Caulacanthus ustulatus (Turner) Kütz.
Phycol.General. 395 (1843)

Conservation Code: Not threatened
Naturalised Status: Native to Western Australia
Name Status: Current

Scientific Description
John Huisman & Cheryl Parker, Thursday 8 September 2016

Habit and structure. Thallus forming a tangled mat of decumbent axes attached to the substratum by clusters of multicellular rhizoids arising from outer cortical cells, with irregularly produced upright axes to 1.5–2.5 mm tall bearing sparse short lateral branches. Axes terete to slightly flattened, 100–350 µm in diameter, tapering to 60 µm in diameter just below the distinctly pointed apices.

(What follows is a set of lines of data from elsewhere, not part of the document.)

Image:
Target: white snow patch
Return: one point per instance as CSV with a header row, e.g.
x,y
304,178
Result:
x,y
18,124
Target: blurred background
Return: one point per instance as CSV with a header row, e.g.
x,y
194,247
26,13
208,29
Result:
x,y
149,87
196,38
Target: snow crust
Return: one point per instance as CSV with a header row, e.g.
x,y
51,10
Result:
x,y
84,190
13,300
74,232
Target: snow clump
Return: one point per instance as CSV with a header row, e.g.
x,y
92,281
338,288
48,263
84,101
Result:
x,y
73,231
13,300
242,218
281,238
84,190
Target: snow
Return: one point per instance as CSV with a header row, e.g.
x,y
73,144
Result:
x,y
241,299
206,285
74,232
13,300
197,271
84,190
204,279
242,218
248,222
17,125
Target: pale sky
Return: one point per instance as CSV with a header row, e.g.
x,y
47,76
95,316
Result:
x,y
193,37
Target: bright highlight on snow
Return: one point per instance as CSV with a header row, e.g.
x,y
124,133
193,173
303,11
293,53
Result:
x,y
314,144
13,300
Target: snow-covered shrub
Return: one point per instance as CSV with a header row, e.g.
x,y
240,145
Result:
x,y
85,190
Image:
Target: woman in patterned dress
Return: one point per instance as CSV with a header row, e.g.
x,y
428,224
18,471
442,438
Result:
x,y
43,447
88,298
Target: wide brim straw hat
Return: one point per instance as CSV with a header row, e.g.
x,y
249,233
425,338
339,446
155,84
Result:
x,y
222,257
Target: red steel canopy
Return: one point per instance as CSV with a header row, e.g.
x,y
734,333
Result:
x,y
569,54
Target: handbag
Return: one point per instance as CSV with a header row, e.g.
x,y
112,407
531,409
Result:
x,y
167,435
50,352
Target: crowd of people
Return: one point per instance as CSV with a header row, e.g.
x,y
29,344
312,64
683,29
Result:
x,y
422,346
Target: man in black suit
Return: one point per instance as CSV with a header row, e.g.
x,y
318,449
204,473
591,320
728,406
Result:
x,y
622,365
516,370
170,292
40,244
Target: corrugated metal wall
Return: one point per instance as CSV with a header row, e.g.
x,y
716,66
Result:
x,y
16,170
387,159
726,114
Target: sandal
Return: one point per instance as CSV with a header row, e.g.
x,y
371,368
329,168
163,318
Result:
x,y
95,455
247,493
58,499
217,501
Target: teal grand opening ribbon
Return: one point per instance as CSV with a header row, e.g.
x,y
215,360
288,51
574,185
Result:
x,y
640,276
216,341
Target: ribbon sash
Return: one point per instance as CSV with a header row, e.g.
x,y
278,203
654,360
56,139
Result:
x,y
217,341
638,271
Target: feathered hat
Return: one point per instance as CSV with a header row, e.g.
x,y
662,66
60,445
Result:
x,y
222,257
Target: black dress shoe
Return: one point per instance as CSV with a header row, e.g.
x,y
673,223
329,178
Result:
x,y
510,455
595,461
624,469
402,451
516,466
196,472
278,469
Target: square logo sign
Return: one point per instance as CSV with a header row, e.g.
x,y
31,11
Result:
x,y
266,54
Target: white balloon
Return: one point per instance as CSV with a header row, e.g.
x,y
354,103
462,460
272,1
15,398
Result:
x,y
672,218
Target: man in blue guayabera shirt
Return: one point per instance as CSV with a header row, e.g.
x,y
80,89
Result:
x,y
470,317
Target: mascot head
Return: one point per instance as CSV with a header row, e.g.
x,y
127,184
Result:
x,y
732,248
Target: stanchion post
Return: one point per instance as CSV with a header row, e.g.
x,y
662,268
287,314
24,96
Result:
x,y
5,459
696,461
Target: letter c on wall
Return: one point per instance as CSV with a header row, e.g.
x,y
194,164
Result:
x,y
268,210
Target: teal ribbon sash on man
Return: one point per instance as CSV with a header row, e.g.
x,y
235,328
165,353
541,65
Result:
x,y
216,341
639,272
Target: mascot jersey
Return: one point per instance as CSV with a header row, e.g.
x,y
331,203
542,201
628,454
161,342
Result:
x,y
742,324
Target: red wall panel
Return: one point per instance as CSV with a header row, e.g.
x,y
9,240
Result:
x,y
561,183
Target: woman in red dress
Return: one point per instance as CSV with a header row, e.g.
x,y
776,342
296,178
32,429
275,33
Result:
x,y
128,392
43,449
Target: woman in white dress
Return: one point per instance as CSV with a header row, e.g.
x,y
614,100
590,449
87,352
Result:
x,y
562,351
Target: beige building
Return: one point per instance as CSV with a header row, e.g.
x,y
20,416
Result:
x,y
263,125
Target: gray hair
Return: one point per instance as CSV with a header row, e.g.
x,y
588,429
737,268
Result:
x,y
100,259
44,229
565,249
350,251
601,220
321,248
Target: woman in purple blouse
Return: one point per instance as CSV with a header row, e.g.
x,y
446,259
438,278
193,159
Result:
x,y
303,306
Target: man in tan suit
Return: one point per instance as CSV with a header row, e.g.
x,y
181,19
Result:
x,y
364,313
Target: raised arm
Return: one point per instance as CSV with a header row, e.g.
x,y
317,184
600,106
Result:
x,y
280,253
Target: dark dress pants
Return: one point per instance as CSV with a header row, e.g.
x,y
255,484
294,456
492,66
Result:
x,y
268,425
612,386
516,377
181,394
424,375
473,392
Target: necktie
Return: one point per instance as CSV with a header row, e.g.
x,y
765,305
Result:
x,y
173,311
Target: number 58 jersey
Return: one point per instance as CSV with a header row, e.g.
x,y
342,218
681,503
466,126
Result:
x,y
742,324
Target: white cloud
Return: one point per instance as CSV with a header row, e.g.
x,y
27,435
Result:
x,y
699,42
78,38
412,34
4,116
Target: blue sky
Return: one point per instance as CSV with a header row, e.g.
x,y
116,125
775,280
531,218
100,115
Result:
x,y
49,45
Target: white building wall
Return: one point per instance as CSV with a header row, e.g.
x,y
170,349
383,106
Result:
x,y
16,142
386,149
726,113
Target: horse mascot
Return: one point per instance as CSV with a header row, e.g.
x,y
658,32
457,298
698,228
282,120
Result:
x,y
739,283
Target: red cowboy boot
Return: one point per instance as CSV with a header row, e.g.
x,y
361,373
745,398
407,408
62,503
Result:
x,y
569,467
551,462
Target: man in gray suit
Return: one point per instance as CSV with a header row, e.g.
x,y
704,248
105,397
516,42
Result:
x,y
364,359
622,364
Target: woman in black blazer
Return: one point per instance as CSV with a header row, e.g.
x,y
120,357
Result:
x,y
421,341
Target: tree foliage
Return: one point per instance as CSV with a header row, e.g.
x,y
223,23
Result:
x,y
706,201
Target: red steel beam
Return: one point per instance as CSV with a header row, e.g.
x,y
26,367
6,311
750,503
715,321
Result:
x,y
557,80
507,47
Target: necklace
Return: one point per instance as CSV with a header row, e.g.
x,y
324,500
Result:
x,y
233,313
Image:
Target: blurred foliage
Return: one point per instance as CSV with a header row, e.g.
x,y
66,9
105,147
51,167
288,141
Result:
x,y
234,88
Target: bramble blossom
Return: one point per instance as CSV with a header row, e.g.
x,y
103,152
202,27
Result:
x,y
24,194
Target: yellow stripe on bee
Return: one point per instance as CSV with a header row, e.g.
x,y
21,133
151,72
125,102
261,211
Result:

Central axis conspicuous, with cells 35–100 µm long and 12–20 µm in diameter when mature, each bearing a pair of di-trichotomously branching lateral filaments that traverse a small cavity before forming a pseudoparenchymatous cortex of 2–3 layers. Outer cortical cells angular in surface view, 5–12 µm broad.


Reproduction. Reproductive structures not seen.


Distribution. Widespread species along tropical and warm-temperate coasts. It has been recorded from most regions, with the exception of the western Atlantic and Central and South America.


Habitat. C. ustulatus grows on intertidal rock or is epiphytic on a variety of algae and mangroves.